Adjaye Associates‘ building will house historic art and artefacts as well as incorporate galleries dedicated to contemporary arts.
It is also planned to feature archaeological remains found during construction and may include reconstructions of the structures that formerly occupied the site.
“I am humbled and deeply inspired to design the new EMOWAA, a project that will establish a new museum paradigm for Africa,” said Adjaye Associates founder David Adjaye.
“From an initial glance at the preliminary design concept, one might believe this is a traditional museum but, really, what we are proposing is an undoing of the objectification that has happened in the West through full reconstruction.”
The concept building consists of a two-storey block with seven gallery spaces on the upper floor and service spaces, offices and auditoriums on the ground floor.
Each gallery will each have high ceilings that extend from the main building to appear like a series of pavilions from the building’s exterior. The museum will also contain a taller tower that will be a viewpoint.
According to Adjaye, the building’s arrangement is derived from the ruins of the historic city that the current Benin City stands above.
“Applying our research into Benin’s extraordinary ruins, the city’s orthogonal walls and its courtyard networks, the museum design reconstructs the inhabitation of these forms as pavilions that enable the recontextualisation of artefacts,” said Adjaye.
“Decoupling from the Western museum model, the EMOWAA will perform as a reteaching tool – a place for recalling lost collective memories of the past to instil an understanding of the magnitude and importance of these civilizations and cultures.”

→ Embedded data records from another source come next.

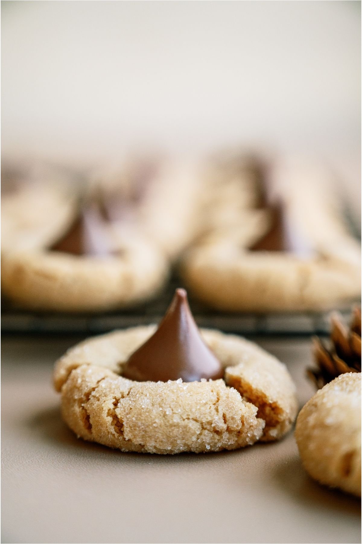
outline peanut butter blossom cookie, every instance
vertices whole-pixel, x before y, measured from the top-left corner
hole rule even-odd
[[[254,176],[253,188],[247,179],[245,172],[233,178],[238,213],[228,211],[236,204],[223,211],[221,199],[215,203],[209,213],[223,221],[185,255],[190,290],[237,312],[322,310],[358,299],[360,244],[344,225],[328,173],[290,160],[261,172],[259,182]],[[264,194],[258,208],[245,190]]]
[[[284,365],[243,338],[199,331],[181,289],[158,327],[87,340],[54,379],[71,429],[124,452],[234,449],[281,438],[296,415]]]
[[[25,203],[18,200],[14,206],[21,205],[21,213],[33,196],[27,193]],[[20,240],[11,248],[7,244],[3,254],[2,287],[9,298],[35,310],[101,311],[149,298],[163,285],[167,259],[128,221],[132,204],[122,194],[94,193],[73,202],[61,231],[60,212],[49,217],[51,209],[42,203],[49,206],[40,198],[41,228],[28,233],[27,238],[34,233],[31,243],[24,247],[18,228],[6,231],[9,239]]]

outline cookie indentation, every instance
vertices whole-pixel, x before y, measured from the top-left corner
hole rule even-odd
[[[353,466],[353,460],[356,455],[355,450],[347,452],[342,458],[341,461],[340,471],[342,476],[344,478],[348,478],[352,471]]]

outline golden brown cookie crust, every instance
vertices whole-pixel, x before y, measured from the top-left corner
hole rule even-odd
[[[360,373],[341,374],[320,389],[301,410],[295,438],[312,478],[360,496]]]
[[[240,185],[252,193],[256,187],[237,178],[234,207],[238,201],[242,207],[230,214],[230,202],[224,205],[220,199],[210,209],[223,219],[184,256],[181,269],[187,287],[208,305],[226,311],[325,310],[348,305],[360,295],[360,247],[341,218],[328,175],[292,160],[276,168],[274,176],[310,255],[249,250],[268,231],[270,218],[238,196]]]
[[[24,307],[93,312],[126,307],[153,296],[168,274],[164,256],[128,237],[119,256],[96,257],[37,250],[13,252],[2,263],[4,293]]]
[[[53,186],[32,183],[2,195],[2,254],[51,245],[75,213],[74,199]]]
[[[78,436],[123,451],[199,453],[275,440],[290,429],[297,406],[284,366],[236,336],[201,331],[225,368],[225,381],[135,382],[119,375],[155,328],[86,341],[58,361],[54,385]]]

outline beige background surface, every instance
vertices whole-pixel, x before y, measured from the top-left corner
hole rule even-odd
[[[359,501],[308,478],[293,433],[174,456],[78,440],[50,385],[53,362],[77,339],[3,339],[3,542],[360,541]],[[287,363],[304,404],[309,340],[261,343]]]
[[[360,225],[360,5],[2,2],[2,154],[310,154]]]

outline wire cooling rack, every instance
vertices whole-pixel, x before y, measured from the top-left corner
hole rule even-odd
[[[115,329],[157,323],[162,318],[175,289],[182,287],[174,277],[157,298],[129,310],[98,314],[40,313],[25,311],[8,301],[2,305],[3,333],[100,334]],[[195,319],[200,326],[225,332],[251,335],[325,335],[329,330],[329,313],[228,313],[210,310],[189,297]],[[351,308],[341,311],[348,320]]]

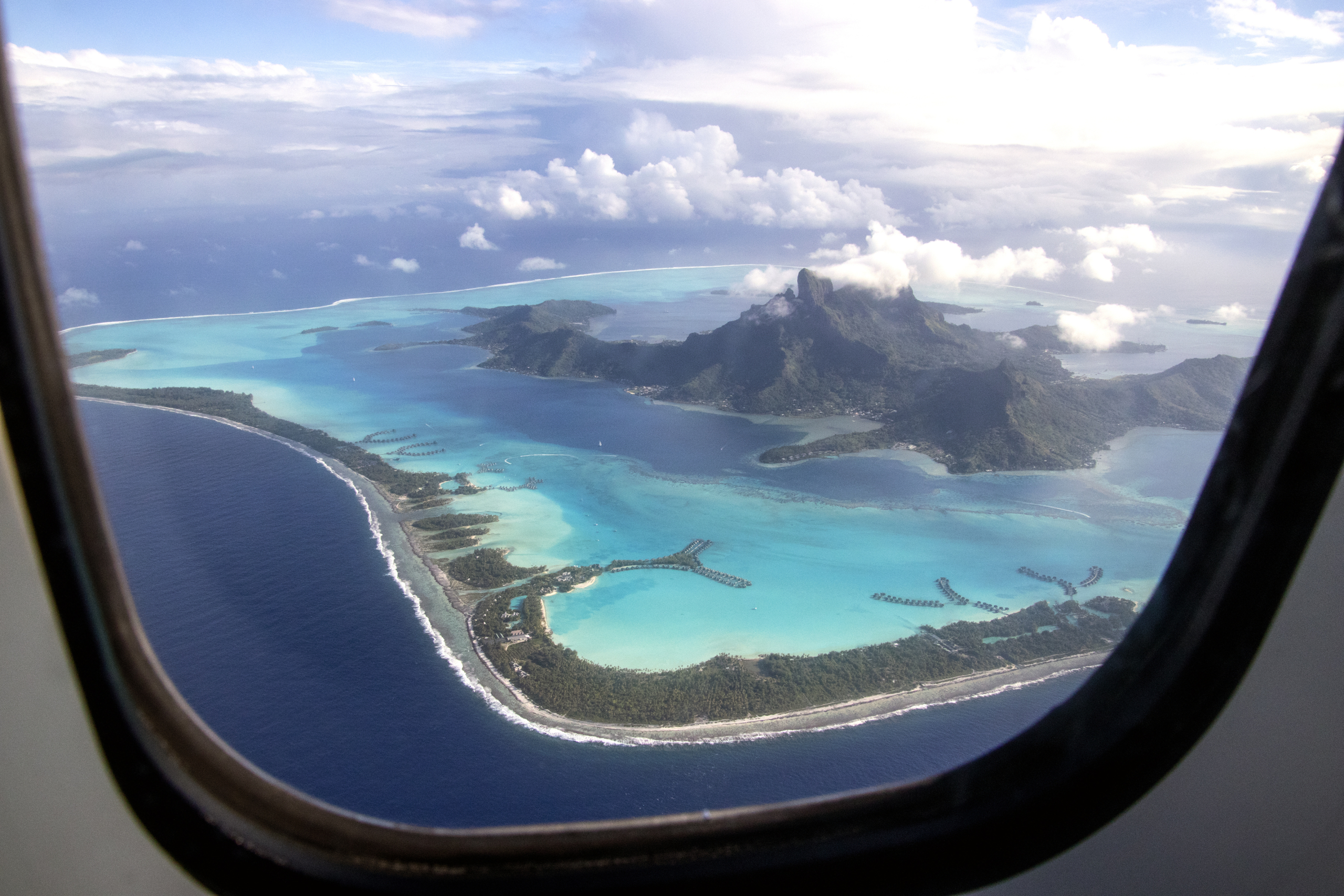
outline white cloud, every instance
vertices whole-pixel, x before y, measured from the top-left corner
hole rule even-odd
[[[98,304],[98,293],[93,290],[83,289],[81,286],[71,286],[66,292],[56,297],[56,301],[66,306],[89,306]]]
[[[1304,159],[1296,165],[1289,165],[1289,171],[1296,171],[1306,179],[1309,184],[1318,184],[1331,175],[1331,168],[1335,167],[1335,156],[1312,156],[1310,159]]]
[[[481,24],[472,16],[448,16],[396,0],[327,0],[327,12],[375,31],[417,38],[465,38]]]
[[[1078,273],[1090,279],[1099,279],[1103,283],[1114,283],[1116,265],[1110,261],[1120,254],[1114,247],[1094,249],[1078,262]]]
[[[1128,305],[1099,305],[1090,314],[1060,312],[1056,322],[1066,343],[1105,352],[1121,341],[1121,326],[1137,324],[1146,317],[1146,312],[1136,312]]]
[[[1216,317],[1220,321],[1227,321],[1228,324],[1231,324],[1234,321],[1246,320],[1246,316],[1250,314],[1253,310],[1255,309],[1246,308],[1241,302],[1232,302],[1231,305],[1220,306],[1216,312],[1214,312],[1214,317]]]
[[[775,267],[774,265],[770,265],[765,270],[754,267],[731,292],[734,296],[774,296],[775,293],[782,293],[784,287],[793,283],[797,278],[797,267]]]
[[[1039,246],[1003,246],[984,258],[972,258],[952,240],[923,242],[879,222],[868,224],[867,249],[862,254],[816,269],[836,285],[866,286],[886,296],[914,283],[956,286],[965,279],[1004,285],[1017,277],[1054,279],[1062,270],[1063,265]]]
[[[457,238],[457,244],[462,249],[499,249],[499,246],[485,239],[485,228],[480,224],[472,224],[464,230],[462,235]]]
[[[133,118],[122,118],[120,121],[112,122],[113,128],[125,128],[126,130],[140,130],[140,132],[176,132],[183,134],[222,134],[223,130],[218,128],[206,128],[204,125],[198,125],[191,121],[137,121]]]
[[[882,189],[844,184],[806,168],[743,173],[732,134],[718,125],[677,130],[661,114],[636,111],[626,148],[656,157],[629,175],[606,153],[585,149],[578,163],[552,159],[544,173],[512,171],[504,183],[477,181],[468,197],[508,218],[571,214],[598,220],[710,218],[773,227],[863,226],[903,222]]]
[[[554,258],[542,258],[540,255],[524,258],[517,263],[519,270],[559,270],[562,267],[564,267],[564,262],[558,262]]]
[[[1120,269],[1111,262],[1113,258],[1120,258],[1125,253],[1159,255],[1171,250],[1171,246],[1148,224],[1082,227],[1079,230],[1064,227],[1060,232],[1074,234],[1090,247],[1083,259],[1078,262],[1078,273],[1103,283],[1116,282],[1116,275],[1120,273]]]
[[[827,234],[831,236],[832,234]],[[818,258],[821,261],[843,262],[849,258],[857,258],[860,254],[859,247],[855,243],[845,243],[840,249],[818,249],[814,253],[808,254],[808,258]]]
[[[1082,227],[1074,231],[1089,246],[1107,249],[1133,249],[1134,251],[1156,255],[1165,253],[1169,246],[1157,236],[1148,224],[1125,224],[1124,227]]]
[[[1250,38],[1257,47],[1273,47],[1275,39],[1304,40],[1316,47],[1344,42],[1344,12],[1321,9],[1310,19],[1281,9],[1274,0],[1214,0],[1208,13],[1223,34]]]

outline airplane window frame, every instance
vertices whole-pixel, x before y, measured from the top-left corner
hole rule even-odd
[[[1068,849],[1195,744],[1253,661],[1344,462],[1344,172],[1322,185],[1187,529],[1145,611],[1074,696],[930,778],[652,818],[429,829],[266,775],[183,701],[136,618],[63,365],[8,70],[0,70],[0,404],[103,755],[145,829],[220,893],[448,885],[806,885],[900,869],[984,887]]]

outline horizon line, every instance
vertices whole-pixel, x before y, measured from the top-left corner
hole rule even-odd
[[[655,270],[707,270],[711,267],[780,267],[780,265],[759,262],[738,262],[734,265],[671,265],[667,267],[630,267],[626,270],[601,270],[589,271],[587,274],[560,274],[559,277],[538,277],[534,279],[515,279],[507,283],[487,283],[485,286],[464,286],[461,289],[435,289],[427,293],[388,293],[386,296],[356,296],[352,298],[337,298],[333,302],[327,302],[325,305],[305,305],[304,308],[273,308],[263,312],[211,312],[208,314],[168,314],[167,317],[133,317],[124,321],[95,321],[93,324],[79,324],[77,326],[67,326],[66,329],[56,330],[56,336],[65,336],[66,333],[73,333],[77,329],[86,329],[89,326],[116,326],[117,324],[144,324],[145,321],[181,321],[194,320],[199,317],[241,317],[243,314],[288,314],[290,312],[317,312],[324,308],[335,308],[337,305],[344,305],[347,302],[368,302],[375,298],[415,298],[419,296],[453,296],[456,293],[470,293],[480,289],[500,289],[504,286],[526,286],[528,283],[544,283],[554,279],[577,279],[579,277],[602,277],[606,274],[641,274],[645,271]],[[784,267],[792,267],[792,265],[785,265]],[[800,266],[798,270],[802,270]]]

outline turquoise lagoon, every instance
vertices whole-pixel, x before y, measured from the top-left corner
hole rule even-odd
[[[902,450],[763,467],[754,458],[765,447],[863,422],[652,403],[609,383],[480,369],[487,353],[468,347],[372,351],[453,339],[477,320],[434,309],[547,298],[617,308],[599,321],[605,339],[680,339],[731,320],[753,301],[722,293],[746,270],[628,271],[290,312],[128,321],[71,330],[67,340],[73,352],[137,349],[75,369],[78,382],[250,392],[262,410],[344,439],[395,429],[444,449],[388,458],[407,469],[465,470],[480,485],[539,477],[536,490],[492,489],[450,508],[499,513],[482,544],[512,548],[520,566],[660,556],[702,537],[714,543],[702,555],[706,566],[753,582],[739,590],[683,572],[620,572],[547,598],[556,639],[602,664],[665,669],[718,653],[818,653],[906,637],[921,625],[989,618],[970,607],[917,609],[868,596],[937,599],[938,576],[972,600],[1012,609],[1063,596],[1016,574],[1020,566],[1073,582],[1099,566],[1105,578],[1081,599],[1148,598],[1219,434],[1136,430],[1101,451],[1095,469],[1064,473],[953,477]],[[985,329],[1090,309],[1047,293],[1038,296],[1046,310],[1023,308],[1031,294],[1017,289],[922,297],[985,308],[956,318]],[[391,326],[355,326],[371,320]],[[314,326],[340,329],[300,334]],[[1160,339],[1126,337],[1164,341],[1168,352],[1141,356],[1144,364],[1160,359],[1154,369],[1164,369],[1184,357],[1250,355],[1259,324],[1145,326]],[[1097,357],[1081,364],[1105,367]],[[474,474],[482,462],[505,472]]]

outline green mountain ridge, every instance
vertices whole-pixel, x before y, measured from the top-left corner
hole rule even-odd
[[[1078,348],[1058,328],[977,330],[949,324],[909,287],[884,298],[835,289],[809,270],[798,273],[797,292],[681,343],[597,340],[583,332],[587,320],[613,312],[593,302],[469,313],[489,316],[454,341],[493,352],[481,367],[614,380],[665,400],[753,414],[860,414],[882,423],[770,449],[761,455],[767,463],[914,445],[953,473],[1089,466],[1107,439],[1136,426],[1222,429],[1250,365],[1219,355],[1153,375],[1075,377],[1056,355]]]

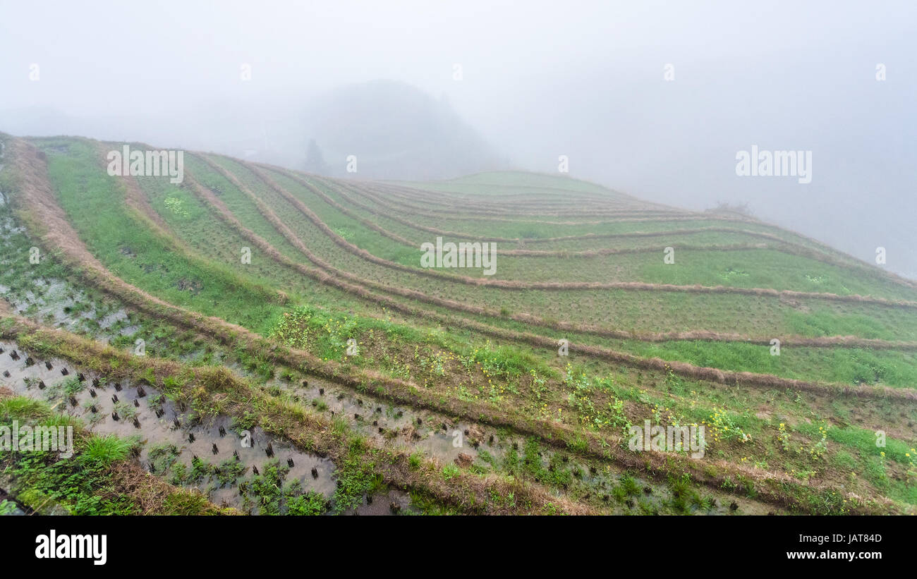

Construction of the museum is planned to happen after a five-year archaeology project takes place on the site and its immediate surroundings to investigate the former capital of the Kingdom of Benin.
The kingdom was one of the most significant pre-colonial states in west Africa before it was conquered by the British in 1897 when large areas of Benin City were destroyed. The city was known for castings in brass and bronze called Benin Bronzes, many of which are now in the British Museum.
All finds from the archaeological excavations will become part of the EMOWAA museum collection and will remain in Nigeria.
Adjaye Associates was established by British-Ghanaian architect David Adjaye in 2000. To celebrate Adjaye being awarded the RIBA Royal Gold Medal we rounded up ten of the studios most significant projects.
The studio recently revealed its design for Le Mémorial des Martyrs, which is set to be built in Niamey, Niger.